Pensavano di star sfruttando un'IA e invece dietro c'erano persone sottopagate. È quanto emerge dal recente caso di Albert Sangier, fondatore di Nate, finito al centro di un'indagine del Dipartimento di Giustizia americano che ha svelato uno schema fraudolento mascherato da ipotetica innovazione tecnologica basata su IA.
La startup, che prometteva una rivoluzionaria app di pagamento universale basata su intelligenza artificiale, ha raccolto oltre 40 milioni di dollari da investitori ignari che credevano di sfruttare un'IA, ma che in realtà dietro si nascondevano lavoratori in carne e ossa dall'altra parte del mondo.
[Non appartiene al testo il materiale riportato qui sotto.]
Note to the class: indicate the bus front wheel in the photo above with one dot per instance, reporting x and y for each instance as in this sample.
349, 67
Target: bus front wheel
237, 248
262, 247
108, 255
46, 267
Fondato nel 2018, Nate si presentava come un'applicazione all'avanguardia capace di semplificare gli acquisti online grazie a un sistema di checkout universale guidato dall'intelligenza artificiale. La promessa era allettante: un'unica piattaforma per completare transazioni su qualsiasi sito web, tutto gestito automaticamente da sofisticati algoritmi. Una narrazione che ha convinto numerosi investitori a scommettere sul progetto di Sangier, permettendogli di raccogliere oltre 40 milioni di dollari di finanziamenti.
L'atto d'accusa presentato dal Dipartimento di Giustizia americano rivela però una realtà ben diversa. Dietro la facciata tecnologica si nascondeva una rete di lavoratori in Filippine e Romania che eseguivano manualmente le operazioni presentate come automatizzate. In alcuni casi venivano impiegati semplici bot, ma nulla che potesse essere definito come vera intelligenza artificiale. Un inganno orchestrato consapevolmente, secondo gli inquirenti, per attrarre capitali presentando come rivoluzionaria una tecnologia che in realtà non esisteva.
L'indagine giudiziaria conferma quanto già emerso nel 2022 grazie a un'inchiesta giornalistica condotta da The Information. Secondo fonti interne citate dalla pubblicazione, durante il 2021 la percentuale di transazioni gestite manualmente da Nate oscillava tra il 60% e il 100%, smontando completamente la narrazione aziendale incentrata sull'automazione intelligente.
Il caso Nate non è un'anomalia nella storia dell'imprenditoria, ma piuttosto l'ultima incarnazione di una pratica antica: presentare il lavoro umano come innovazione tecnologica o meccanica. Nel corso dei secoli, numerosi imprenditori spregiudicati hanno cercato di arricchirsi attraverso simili mistificazioni. L'intelligenza artificiale rappresenta semplicemente l'applicazione più recente di questo schema all'era digitale, sfruttando la complessità della tecnologia e la difficoltà di verificarne il reale funzionamento.
La vicenda solleva interrogativi fondamentali non solo sulle pratiche commerciali di Nate, ma anche sul fenomeno più ampio dell'AI-washing, ovvero la tendenza a etichettare come "intelligenza artificiale" prodotti o servizi che in realtà ne fanno un uso minimo o nullo. In un momento storico in cui l'AI catalizza investimenti miliardari, la tentazione di sfruttarne il richiamo per attrarre capitali diventa irresistibile per molti imprenditori, anche a costo di rappresentazioni fuorvianti delle proprie tecnologie.
L'indagine su Sangier mostra un'attenzione particolare da parte delle autorità verso le false dichiarazioni nel settore tecnologico, specialmente quando queste servono ad attrarre investimenti significativi. La vicenda potrebbe rappresentare un importante precedente per future azioni legali contro aziende che esagerano le capacità delle proprie tecnologie IA per finalità commerciali o finanziarie.